# Can I Wash It?



## SpecterM (Sep 3, 2009)

Hi, I was wondering can I use normal car wash solution to wash my outback? My logo's are peeling and i dont want to make it worse. Also: what do i use to get the black spots off the awning and off the outside shower?

thanks


----------



## battalionchief3 (Jun 27, 2006)

I use Eagle one or zipwax car wash. I think the logo's are a lost cause, once they start they dont stop peeling. They sell RV awning cleaner that works well and some here use simple green to clean what you need to clean. An ol toothbrush will do a good job on the outside shower.


----------



## JerseyGirl86 (Mar 30, 2009)

Car wash is fine...that's what we use. Our awning needs a good washing so if you find something good, please feel free to come wash mine too!


----------



## Jelly Donut (Apr 13, 2009)

I use a soft type of soap...."Dawn" pump foam, I think it is called, with a soft, soft bristle brush. No problems yet.....

Sean


----------



## tdvffjohn (Mar 10, 2005)

The awning is relatively simple. Not in the sun. I mix 1 pint of bleach, 1 pint of simple green with 2-3 gallons of water. Open awning, using a brush on a pole, brush both sides of the awning with solution. Close the awning, have a beer or two for 20-30 min. Reopen awning and rinse off. All clean now. Once in a while if there is a real dirty spot , just brush again when rinsing.
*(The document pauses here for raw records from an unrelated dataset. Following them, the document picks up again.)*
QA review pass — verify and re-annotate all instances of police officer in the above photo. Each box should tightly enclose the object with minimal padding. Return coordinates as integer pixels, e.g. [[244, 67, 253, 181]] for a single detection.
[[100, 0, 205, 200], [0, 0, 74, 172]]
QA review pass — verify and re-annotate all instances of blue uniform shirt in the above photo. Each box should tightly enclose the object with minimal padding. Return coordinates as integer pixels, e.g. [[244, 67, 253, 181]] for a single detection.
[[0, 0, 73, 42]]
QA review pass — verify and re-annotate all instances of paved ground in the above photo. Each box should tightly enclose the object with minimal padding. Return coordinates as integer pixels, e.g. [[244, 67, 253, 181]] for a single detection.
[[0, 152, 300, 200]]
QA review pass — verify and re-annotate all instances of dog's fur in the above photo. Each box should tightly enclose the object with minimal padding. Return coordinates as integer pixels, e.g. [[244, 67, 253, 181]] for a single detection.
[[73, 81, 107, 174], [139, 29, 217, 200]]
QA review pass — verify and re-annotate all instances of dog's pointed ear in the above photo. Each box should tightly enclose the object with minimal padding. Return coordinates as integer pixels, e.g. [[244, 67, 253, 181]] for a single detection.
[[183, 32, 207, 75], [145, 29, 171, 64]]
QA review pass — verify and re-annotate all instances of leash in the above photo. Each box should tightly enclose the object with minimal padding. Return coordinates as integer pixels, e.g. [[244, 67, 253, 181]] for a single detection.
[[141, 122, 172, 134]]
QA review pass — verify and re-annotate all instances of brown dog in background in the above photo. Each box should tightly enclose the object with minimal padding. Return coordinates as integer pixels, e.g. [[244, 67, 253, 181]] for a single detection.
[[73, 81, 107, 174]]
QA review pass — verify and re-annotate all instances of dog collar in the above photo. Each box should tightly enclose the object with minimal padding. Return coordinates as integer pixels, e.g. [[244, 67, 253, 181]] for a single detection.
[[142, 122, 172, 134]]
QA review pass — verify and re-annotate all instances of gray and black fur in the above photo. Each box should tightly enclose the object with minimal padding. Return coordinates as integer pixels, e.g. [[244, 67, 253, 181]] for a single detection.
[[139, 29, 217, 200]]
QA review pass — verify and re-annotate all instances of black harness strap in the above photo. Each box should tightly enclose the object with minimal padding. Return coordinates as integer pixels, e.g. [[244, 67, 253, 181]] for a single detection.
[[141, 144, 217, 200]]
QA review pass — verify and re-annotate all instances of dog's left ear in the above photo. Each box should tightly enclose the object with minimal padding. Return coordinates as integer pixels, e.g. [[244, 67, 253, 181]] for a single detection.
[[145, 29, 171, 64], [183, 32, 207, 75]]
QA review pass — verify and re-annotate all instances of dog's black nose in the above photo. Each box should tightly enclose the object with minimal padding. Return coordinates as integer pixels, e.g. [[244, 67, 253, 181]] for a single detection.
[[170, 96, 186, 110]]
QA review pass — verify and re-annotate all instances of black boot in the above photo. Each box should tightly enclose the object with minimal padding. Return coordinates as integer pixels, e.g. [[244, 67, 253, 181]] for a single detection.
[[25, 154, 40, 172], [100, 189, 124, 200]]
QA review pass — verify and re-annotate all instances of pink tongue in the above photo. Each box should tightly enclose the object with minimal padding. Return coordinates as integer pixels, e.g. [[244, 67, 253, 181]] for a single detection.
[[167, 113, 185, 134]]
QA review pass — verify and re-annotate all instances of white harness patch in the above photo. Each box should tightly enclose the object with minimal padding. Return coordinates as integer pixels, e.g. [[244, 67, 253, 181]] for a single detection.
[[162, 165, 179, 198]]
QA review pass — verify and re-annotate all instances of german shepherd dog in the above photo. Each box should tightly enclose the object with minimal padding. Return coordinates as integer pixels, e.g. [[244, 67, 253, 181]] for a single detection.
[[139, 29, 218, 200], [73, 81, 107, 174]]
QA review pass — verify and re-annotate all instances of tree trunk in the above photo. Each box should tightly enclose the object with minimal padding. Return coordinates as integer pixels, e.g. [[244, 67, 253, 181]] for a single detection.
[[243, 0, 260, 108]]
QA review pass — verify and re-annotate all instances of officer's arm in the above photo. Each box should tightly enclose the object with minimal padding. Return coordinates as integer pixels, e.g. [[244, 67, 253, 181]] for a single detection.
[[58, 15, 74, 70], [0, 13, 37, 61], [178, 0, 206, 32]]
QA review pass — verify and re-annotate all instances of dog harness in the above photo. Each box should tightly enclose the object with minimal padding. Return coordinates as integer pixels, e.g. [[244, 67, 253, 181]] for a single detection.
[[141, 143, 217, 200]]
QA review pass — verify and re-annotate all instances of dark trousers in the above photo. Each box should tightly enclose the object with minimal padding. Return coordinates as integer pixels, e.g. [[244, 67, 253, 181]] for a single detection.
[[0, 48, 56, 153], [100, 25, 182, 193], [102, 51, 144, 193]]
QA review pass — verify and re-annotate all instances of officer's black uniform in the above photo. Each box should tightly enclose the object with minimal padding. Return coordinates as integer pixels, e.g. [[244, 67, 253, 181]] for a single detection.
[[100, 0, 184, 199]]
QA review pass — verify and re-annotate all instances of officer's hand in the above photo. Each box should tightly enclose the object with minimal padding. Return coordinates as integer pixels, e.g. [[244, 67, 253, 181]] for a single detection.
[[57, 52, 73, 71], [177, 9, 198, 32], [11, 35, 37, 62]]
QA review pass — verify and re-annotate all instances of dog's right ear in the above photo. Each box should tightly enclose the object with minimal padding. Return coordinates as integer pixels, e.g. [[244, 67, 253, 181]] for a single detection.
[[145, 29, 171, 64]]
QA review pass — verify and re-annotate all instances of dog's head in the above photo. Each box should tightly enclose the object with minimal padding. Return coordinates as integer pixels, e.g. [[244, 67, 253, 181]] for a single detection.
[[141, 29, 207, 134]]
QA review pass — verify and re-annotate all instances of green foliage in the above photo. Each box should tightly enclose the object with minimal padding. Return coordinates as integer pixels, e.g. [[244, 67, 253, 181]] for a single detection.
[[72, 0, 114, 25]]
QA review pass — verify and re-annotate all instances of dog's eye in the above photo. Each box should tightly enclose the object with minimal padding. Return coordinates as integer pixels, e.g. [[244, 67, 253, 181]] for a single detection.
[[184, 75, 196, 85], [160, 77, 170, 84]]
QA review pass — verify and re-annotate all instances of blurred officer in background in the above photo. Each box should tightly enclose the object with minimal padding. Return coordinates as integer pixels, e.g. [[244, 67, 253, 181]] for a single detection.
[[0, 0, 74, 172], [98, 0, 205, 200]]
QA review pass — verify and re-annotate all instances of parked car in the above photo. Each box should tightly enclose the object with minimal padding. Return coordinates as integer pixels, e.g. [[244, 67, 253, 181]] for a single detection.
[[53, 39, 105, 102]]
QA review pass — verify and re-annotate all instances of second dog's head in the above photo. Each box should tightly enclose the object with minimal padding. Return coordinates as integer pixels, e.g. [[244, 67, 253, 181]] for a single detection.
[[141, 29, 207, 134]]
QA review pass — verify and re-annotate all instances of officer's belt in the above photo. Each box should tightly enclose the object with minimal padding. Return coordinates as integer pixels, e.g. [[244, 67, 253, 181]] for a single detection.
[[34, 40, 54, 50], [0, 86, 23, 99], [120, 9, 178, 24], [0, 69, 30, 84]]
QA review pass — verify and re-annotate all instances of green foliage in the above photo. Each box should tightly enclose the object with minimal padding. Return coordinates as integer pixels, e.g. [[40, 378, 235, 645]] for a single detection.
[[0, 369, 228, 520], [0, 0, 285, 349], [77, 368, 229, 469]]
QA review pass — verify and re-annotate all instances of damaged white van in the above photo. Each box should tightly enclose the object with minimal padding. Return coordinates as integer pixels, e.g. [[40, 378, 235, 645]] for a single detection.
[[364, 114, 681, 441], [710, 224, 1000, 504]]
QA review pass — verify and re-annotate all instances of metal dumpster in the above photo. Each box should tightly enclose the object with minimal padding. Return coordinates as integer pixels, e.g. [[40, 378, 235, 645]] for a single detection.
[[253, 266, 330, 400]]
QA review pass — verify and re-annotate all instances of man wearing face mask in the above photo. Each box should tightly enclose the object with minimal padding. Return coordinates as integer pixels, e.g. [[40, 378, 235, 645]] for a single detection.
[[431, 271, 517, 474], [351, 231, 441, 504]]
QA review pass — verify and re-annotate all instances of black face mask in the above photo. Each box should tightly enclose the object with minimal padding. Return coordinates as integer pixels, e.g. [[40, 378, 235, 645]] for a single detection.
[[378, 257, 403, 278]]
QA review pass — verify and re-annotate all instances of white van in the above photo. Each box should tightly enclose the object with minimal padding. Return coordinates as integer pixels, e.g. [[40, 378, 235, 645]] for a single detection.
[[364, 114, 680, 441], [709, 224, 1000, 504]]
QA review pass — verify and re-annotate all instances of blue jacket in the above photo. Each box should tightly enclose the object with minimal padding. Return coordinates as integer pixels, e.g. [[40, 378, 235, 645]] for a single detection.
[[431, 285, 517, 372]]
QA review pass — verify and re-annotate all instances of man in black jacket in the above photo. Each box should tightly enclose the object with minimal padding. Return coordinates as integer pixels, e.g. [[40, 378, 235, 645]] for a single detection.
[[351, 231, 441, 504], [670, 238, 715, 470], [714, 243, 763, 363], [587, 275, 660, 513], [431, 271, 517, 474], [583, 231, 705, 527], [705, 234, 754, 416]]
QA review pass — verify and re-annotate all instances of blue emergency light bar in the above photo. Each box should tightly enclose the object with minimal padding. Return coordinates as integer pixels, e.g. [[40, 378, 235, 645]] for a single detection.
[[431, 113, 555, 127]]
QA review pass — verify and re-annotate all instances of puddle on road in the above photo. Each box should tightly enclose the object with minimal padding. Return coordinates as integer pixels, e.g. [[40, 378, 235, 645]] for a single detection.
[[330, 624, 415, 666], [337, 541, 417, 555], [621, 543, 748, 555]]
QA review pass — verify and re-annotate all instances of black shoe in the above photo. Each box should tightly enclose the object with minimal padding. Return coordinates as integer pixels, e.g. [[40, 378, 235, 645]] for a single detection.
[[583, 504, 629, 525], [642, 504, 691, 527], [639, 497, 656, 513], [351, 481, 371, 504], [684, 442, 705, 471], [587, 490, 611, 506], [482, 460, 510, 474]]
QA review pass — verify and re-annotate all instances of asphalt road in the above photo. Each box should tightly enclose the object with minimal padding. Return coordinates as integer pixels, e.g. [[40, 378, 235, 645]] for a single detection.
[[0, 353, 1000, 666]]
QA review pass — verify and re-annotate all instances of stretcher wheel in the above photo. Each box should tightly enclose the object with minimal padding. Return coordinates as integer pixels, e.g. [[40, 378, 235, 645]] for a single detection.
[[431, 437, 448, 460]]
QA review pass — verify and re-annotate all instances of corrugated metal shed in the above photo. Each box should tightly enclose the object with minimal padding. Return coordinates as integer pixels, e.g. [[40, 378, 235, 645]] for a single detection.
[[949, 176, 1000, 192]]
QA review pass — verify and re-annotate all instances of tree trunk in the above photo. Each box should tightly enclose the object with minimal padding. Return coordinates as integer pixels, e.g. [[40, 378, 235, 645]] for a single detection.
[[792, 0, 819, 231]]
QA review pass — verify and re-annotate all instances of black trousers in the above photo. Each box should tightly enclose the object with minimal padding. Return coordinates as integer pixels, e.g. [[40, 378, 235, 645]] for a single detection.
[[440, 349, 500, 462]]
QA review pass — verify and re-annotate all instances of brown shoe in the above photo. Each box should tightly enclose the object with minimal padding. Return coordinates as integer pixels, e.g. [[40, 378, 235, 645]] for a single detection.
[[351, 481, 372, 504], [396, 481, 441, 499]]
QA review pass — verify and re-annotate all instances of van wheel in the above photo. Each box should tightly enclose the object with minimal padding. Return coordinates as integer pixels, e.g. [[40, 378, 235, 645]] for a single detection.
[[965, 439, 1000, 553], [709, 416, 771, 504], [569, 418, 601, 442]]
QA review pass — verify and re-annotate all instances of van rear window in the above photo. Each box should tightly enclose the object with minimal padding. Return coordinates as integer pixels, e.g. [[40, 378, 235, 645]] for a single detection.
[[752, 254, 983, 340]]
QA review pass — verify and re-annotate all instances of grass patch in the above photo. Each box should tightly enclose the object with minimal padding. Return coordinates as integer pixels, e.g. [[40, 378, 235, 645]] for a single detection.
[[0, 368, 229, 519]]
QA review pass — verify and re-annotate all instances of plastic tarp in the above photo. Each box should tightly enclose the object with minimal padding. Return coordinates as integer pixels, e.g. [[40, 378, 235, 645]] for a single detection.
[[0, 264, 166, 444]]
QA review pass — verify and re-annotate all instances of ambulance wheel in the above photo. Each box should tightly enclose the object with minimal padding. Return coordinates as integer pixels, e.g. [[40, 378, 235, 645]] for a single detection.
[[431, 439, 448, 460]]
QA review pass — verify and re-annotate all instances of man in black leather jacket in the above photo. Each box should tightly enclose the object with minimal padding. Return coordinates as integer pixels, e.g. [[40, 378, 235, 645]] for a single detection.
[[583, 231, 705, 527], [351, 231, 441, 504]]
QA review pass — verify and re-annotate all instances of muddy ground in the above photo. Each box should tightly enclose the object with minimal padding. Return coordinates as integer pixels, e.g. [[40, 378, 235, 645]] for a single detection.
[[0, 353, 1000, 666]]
Wash the trailer with any good car soap. I also found that a Magic Eraser keeping real wet (almost like wet sanding) makes easy work of the bugs on the front. I had 8000 miles of cross country bugs on mine and it took me 20 min to get spotless.


----------



## Calvin&Hobbes (May 24, 2006)

tdvffjohn said:


> The awning is relatively simple. Not in the sun. I mix 1 pint of bleach, 1 pint of simple green with 2-3 gallons of water. Open awning, using a brush on a pole, brush both sides of the awning with solution. Close the awning, have a beer or two for 20-30 min. Reopen awning and rinse off. All clean now. Once in a while if there is a real dirty spot , just brush again when rinsing.
> 
> Wash the trailer with any good car soap. I also found that a Magic Eraser keeping real wet (almost like wet sanding) makes easy work of the bugs on the front. I had 8000 miles of cross country bugs on mine and it took me 20 min to get spotless.


X2

You'll be amazed at how clean your awning will get with the bleach/simple green/ water mix on the awning after you open it up. Ours looked like new! I also used that mix on the roof with a soft brush- also for the AC unit, vent covers ect. Cleaned the gutters of the black crud too.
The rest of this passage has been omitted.